Pasha is involved in peaceful demonstrations against the government.  The country is sharply divided between rich and poor, and they desire equality for everyone.  Which sounds good in theory, the Russians just execute it very terribly.  Pasha's ideas and demure nature change when he is violently attacked by riot police/soldiers during a peaceful demonstration.

Lara marries Pasha.  Even though Yuri is still in love, he settles for Tonya.  During WWI, Lara and Yuri work together and he stays faithful.  During and after the war, the country starts falling apart, and they begin to run out of food and supplies.  Then, the Communists manage to kill the royal family and overthrow the government.  Now everyone can starve equally.

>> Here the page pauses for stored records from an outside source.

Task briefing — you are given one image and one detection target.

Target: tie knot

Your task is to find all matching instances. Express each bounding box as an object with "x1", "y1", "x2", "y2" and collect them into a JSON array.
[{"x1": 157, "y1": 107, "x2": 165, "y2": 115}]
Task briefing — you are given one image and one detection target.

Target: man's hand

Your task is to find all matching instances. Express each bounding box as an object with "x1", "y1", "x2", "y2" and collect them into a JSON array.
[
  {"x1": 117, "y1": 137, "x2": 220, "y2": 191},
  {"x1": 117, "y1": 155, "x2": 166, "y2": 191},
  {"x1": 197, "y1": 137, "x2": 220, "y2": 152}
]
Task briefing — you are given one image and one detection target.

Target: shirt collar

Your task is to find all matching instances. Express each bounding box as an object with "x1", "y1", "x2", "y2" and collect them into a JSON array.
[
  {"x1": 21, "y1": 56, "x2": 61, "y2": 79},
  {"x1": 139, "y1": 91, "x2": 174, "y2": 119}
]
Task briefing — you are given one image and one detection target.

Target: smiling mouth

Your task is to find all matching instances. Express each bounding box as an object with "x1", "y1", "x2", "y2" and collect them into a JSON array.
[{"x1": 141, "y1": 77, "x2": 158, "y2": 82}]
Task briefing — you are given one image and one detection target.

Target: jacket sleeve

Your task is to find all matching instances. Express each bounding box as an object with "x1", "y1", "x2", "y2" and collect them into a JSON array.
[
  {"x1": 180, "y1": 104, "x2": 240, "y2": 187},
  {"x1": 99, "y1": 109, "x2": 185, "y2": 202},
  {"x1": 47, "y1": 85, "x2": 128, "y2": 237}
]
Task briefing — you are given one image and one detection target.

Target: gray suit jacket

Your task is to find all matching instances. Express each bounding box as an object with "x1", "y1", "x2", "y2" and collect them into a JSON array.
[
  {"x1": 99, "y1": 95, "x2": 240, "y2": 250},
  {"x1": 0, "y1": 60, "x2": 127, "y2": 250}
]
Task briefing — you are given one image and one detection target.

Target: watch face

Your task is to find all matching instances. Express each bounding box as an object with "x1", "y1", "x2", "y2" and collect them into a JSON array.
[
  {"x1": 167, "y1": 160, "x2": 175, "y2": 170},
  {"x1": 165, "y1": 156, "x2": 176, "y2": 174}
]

Yuri's family house has been confiscated by the government, so they stay in the cottage. When Tonya becomes pregnant with her second child, Yuri encounters Lara again and this time and this time he does sleep with her.  It is amazing that even when the country is going down the drain and everyone is starving to death, that men will still find time to cheat on their wives.

Yuri acts like everything is normal with his wife.  He rides back through the woods to get to Lara in town, and is kidnapped by  the evil Strelnikov's forces.  They force him to work as a doctor on the front lines.  Oh guess what? Strelnikov is actually Pasha for reals!!  He hasn't even been to see Lara or their daughter, Katya.

The government closes in on Lara and Yuri, for his non-regime-friendly poetry, and her being the wife of a really dangerous person.  However, they refuse all offers of help.  Man you people need to swallow your pride and get the hell out of this country before you get yourselves killed.  Meanwhile, Yuri's family, remember the wife and babies he left behind to shack up with the blonde? Yeah she was smart enough to leave for Paris like six months earlier.  Unfortunately, Yuri will never be able to see them again.

The story of them ends sadly.  Yuri dies of a heart attack in the street, and Lara dies somewhere in one of Stalin's labor camps.  They have a daughter but we don't know what became of her.  The story of their love is told by Yuri's brother, who is sure he has found her.  But without DNA evidence, there is really no way of knowing.  In the end, he sees her carry s balalaika, just like Yuri's mother had.  Did she inherit her musical talent from her? She really could be his daughter!

Overall, yes the movie was long, but it covered a significant part of Russian history.  And yes, it did focus more on romance. If you want to more of the Revolution, read a freakin history book.  I will give this film a 9/10.